Manage your data in the cloud

One tool to protect them all. Your data, that is, whether it's on-premises or in the cloud.

Johannesburg, 28 May 2019
Read time 4min 00sec
Lee Jenkins, Head of Technology, ETS Innovations.
Lee Jenkins, Head of Technology, ETS Innovations.

So, your data is in the cloud. All well and good. Instead of choosing a hybrid model, you've gone all in. Again, all well and good. But the one absolute truth is that cloud storage is really expensive and can spiral out of control really easily. So, how do you ensure you don't have multiple copies of your data stored in the cloud? And how do you permit developers and other authorised parties selective access to copies of your database, while remaining compliant with applicable legislation?

Lee Jenkins, Head of Technology at ETS Innovations, says: "When your data is stored on-premises, you can give developers a self-service snapshot of the database instead of a full copy of what is potentially massive in size. You can permit them a full view of the database, but only authorise them to make changes on a smaller version of the file. You can even mask out personal information, if required."

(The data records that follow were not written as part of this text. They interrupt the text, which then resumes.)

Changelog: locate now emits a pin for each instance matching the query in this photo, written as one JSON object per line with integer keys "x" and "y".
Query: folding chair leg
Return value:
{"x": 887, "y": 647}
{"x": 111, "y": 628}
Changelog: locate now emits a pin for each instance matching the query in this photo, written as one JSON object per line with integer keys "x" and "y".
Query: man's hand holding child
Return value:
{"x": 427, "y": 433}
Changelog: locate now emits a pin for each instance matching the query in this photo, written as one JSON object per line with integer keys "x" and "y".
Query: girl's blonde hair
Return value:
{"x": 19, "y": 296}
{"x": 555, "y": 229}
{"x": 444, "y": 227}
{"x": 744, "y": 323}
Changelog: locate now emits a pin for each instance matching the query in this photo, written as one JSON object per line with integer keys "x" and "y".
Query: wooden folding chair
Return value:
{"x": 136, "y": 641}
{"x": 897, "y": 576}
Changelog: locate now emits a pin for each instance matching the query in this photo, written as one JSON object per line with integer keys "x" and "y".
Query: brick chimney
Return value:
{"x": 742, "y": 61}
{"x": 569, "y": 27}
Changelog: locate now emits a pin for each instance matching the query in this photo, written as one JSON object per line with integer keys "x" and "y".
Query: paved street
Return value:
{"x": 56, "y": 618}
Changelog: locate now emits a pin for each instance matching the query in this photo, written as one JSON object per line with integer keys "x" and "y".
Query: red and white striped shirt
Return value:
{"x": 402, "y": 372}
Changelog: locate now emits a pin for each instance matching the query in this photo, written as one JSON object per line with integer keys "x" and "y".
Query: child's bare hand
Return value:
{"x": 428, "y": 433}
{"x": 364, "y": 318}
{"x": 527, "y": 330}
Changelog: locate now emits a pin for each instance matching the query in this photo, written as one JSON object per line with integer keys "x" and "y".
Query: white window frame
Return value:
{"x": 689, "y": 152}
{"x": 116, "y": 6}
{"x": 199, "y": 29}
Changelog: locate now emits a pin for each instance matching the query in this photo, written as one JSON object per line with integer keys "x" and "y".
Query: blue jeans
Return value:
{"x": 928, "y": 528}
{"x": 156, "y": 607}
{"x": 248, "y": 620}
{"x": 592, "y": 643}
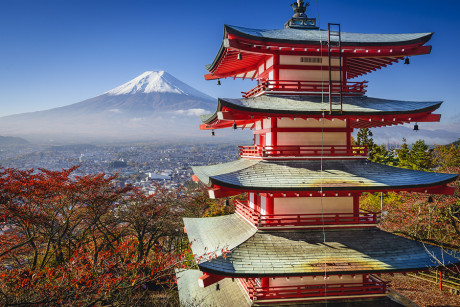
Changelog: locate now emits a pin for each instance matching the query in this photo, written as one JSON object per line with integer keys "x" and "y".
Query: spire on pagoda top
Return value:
{"x": 299, "y": 8}
{"x": 300, "y": 20}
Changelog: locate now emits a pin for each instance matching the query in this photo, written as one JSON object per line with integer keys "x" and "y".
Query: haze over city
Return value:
{"x": 62, "y": 52}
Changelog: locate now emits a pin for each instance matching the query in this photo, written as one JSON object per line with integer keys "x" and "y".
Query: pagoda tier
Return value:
{"x": 232, "y": 293}
{"x": 333, "y": 177}
{"x": 283, "y": 53}
{"x": 237, "y": 249}
{"x": 358, "y": 112}
{"x": 301, "y": 236}
{"x": 296, "y": 266}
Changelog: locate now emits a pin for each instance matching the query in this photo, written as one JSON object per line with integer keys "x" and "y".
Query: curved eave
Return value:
{"x": 301, "y": 253}
{"x": 255, "y": 47}
{"x": 394, "y": 112}
{"x": 421, "y": 38}
{"x": 306, "y": 176}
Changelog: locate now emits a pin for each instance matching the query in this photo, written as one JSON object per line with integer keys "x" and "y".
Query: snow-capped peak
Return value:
{"x": 158, "y": 82}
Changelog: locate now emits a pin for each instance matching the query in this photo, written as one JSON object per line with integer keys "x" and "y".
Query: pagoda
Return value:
{"x": 301, "y": 237}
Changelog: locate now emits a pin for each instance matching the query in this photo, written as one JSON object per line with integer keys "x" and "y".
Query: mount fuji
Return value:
{"x": 152, "y": 106}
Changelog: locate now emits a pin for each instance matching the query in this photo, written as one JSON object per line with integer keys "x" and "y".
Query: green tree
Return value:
{"x": 364, "y": 138}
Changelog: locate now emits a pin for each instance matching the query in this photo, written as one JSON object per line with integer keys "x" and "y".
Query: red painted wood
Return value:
{"x": 362, "y": 217}
{"x": 356, "y": 204}
{"x": 269, "y": 205}
{"x": 274, "y": 134}
{"x": 225, "y": 192}
{"x": 370, "y": 285}
{"x": 276, "y": 86}
{"x": 302, "y": 151}
{"x": 208, "y": 279}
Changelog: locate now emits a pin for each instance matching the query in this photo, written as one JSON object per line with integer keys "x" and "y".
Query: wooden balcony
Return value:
{"x": 370, "y": 285}
{"x": 362, "y": 219}
{"x": 299, "y": 151}
{"x": 284, "y": 87}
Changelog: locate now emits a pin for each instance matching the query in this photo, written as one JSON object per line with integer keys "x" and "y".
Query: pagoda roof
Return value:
{"x": 304, "y": 253}
{"x": 363, "y": 111}
{"x": 231, "y": 293}
{"x": 366, "y": 52}
{"x": 315, "y": 175}
{"x": 315, "y": 37}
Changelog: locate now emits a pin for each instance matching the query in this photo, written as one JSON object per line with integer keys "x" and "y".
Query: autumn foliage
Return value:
{"x": 84, "y": 241}
{"x": 433, "y": 219}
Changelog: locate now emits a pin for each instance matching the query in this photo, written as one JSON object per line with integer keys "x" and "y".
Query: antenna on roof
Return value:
{"x": 299, "y": 8}
{"x": 300, "y": 20}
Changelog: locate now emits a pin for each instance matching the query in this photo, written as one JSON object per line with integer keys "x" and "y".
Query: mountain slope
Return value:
{"x": 154, "y": 105}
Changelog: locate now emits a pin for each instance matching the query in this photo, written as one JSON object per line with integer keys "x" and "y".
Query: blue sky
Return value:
{"x": 55, "y": 53}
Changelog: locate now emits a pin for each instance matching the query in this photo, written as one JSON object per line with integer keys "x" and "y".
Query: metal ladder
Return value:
{"x": 334, "y": 44}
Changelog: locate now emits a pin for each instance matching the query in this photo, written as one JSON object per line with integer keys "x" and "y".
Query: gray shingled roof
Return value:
{"x": 313, "y": 105}
{"x": 306, "y": 175}
{"x": 309, "y": 36}
{"x": 217, "y": 233}
{"x": 289, "y": 253}
{"x": 231, "y": 294}
{"x": 191, "y": 295}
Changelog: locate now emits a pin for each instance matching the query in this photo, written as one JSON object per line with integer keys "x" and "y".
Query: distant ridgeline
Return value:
{"x": 11, "y": 140}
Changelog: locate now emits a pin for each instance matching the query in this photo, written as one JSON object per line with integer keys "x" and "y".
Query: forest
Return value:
{"x": 84, "y": 241}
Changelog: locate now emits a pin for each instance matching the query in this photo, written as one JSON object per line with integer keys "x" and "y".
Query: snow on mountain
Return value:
{"x": 156, "y": 81}
{"x": 154, "y": 105}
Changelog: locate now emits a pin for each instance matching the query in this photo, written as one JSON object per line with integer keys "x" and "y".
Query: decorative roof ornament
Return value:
{"x": 300, "y": 20}
{"x": 299, "y": 8}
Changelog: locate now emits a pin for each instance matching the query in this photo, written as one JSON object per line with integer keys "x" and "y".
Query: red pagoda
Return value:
{"x": 301, "y": 237}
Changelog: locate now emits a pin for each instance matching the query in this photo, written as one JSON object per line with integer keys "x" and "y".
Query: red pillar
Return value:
{"x": 356, "y": 203}
{"x": 274, "y": 134}
{"x": 269, "y": 205}
{"x": 276, "y": 70}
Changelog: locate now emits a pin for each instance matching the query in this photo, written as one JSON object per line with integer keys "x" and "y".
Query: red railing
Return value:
{"x": 307, "y": 87}
{"x": 280, "y": 220}
{"x": 302, "y": 151}
{"x": 371, "y": 285}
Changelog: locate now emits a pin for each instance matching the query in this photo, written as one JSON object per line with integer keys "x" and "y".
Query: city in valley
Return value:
{"x": 140, "y": 165}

This is nothing new, if your database is on-premises. It's easy to manage using various tools that work well. However, it's when your database is in the cloud that it becomes really interesting. Jenkins says: "There is currently no way of managing this in the cloud. You can't create an abridged or edited copy of your database. Or monitor what happens to it.

"Not only is it expensive to share a full copy of your database, you might want to protect some of the data. You need to be able to blank out the important information so that the data can be used for testing without contravening data privacy regulations like GDPR and POPI. The question we're faced with is how do you extend this capability into the cloud?"

This is where data copy management comes into play. It's very easy for organisations to end up with multiple copies of their data in various locations, but legislation like GDPR and POPI require businesses to know which data is where and to track it, as well as who has accessed it. Individuals have the right to ask which personal information is being held by a business, and for it to be deleted. This can be difficult, if not impossible, to control if there are assorted versions of your database spread across the organisation.

One solution is to provide a copy, either full or abridged, and ensure it's disposed of once the project is completed. But, you need to administer how that happens. So the requested data is supplied with certain criteria attached and an expiry date. As the data is generally accessed via a network, some network rules are also applied.

Jenkins explains why all of this matters: "When you're in the cloud, storage costs can quickly escalate out of control. This means that you can't keep making copies of databases, you need to be able to turn copies off and destroy what's not being used. Not only will this help control costs, but it also means that you know exactly how many copies are out there."

"Growing adoption of agile DevOps means that changes to data happen on an ongoing basis; we're going to get to a stage where there's no actual release cycle, updates are permanently being released."

While the functionality, as mentioned previously, is available on-premises, some companies still choose to manage copies of their database manually; others have automated it. The next step is to enable this in the cloud. However, cautions Jenkins, companies should never provide automated access to their full database. "Tools must be developed that will request a masked copy of the data that's assigned to a specific person with an expiry date, and charge them for it."

At some point, most organisations will go into the cloud as it's becoming too expensive to keep acquiring on-premises infrastructure. Then this will become a real challenge. Organisations might not even know how many copies of their database are out there, or be able to track them, let alone know what can be deleted. This is why it needs to be automated with an expiry date and then deleted.

Jenkins concludes: "Organisations need to control their data, they need to be accountable to auditors and comply with governance and other criteria. It all comes back to security; you can't just have people requesting access to your database and hand it over anymore."